# musik von dvd aufnehmen



## ziriander (30. August 2003)

Hi Leute

Ich würde gerne von laufender DVD Musik aufnehmen. Gibt es ein kleines einfaches tool, mit dem man das bewerkstelligen kann.

Danke für eure Hilfe
ziriander


----------



## Tim C. (1. September 2003)

Kannst du nicht den DVD Ton aufnehmen, indem du in den Audio Optionen deiner Soundkarte einfach den "Aufnahmemixer" als Quelle wählst und dann mit einem beliebigen Audio Programm aufnimmst ?


----------



## ziriander (1. September 2003)

Unter win98 hat das wunderbar geklappt mit dem Recorder von Creative, aber jetzt ist es aus damit.
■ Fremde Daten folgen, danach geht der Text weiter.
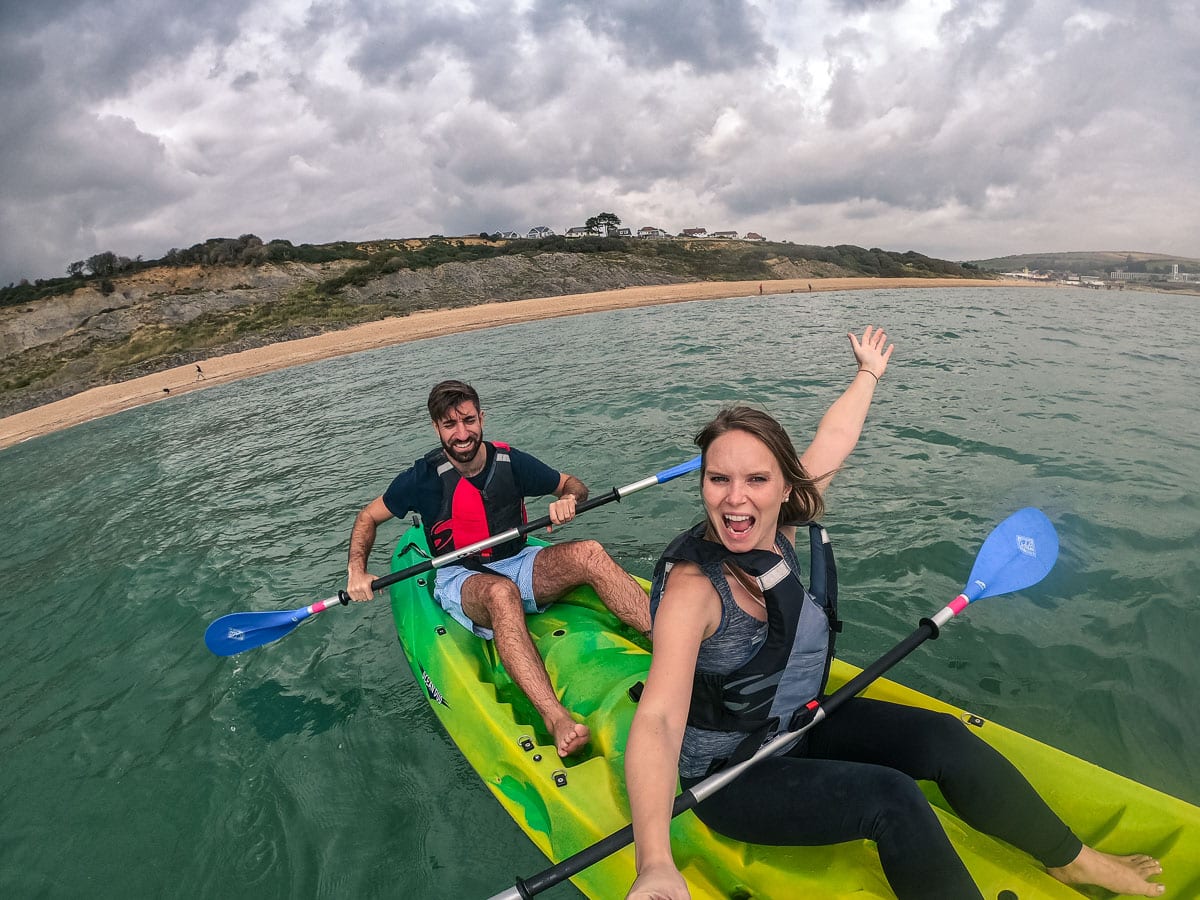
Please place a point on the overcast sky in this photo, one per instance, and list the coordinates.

Seit dem Update, damit es auch auf WinXP , geht da gar nichts mehr. Ich kann  weder was installieren, noch deinstallieren. Ich habe sogar versucht alle Einträge von Creative aus der Registry zulöschen und alles was ich sonst noch diesbezüglich auf meinem Rechner gefunden habe um es dann neu zu installieren. Aber es ändert nichts. Selbst der Creative Mail-Supporrt hatte mir nach 3 Wochen hin und her empfohlen meine Festplatte zu formatieren und alles neu zu installieren. Sind die Wahnsinnig. 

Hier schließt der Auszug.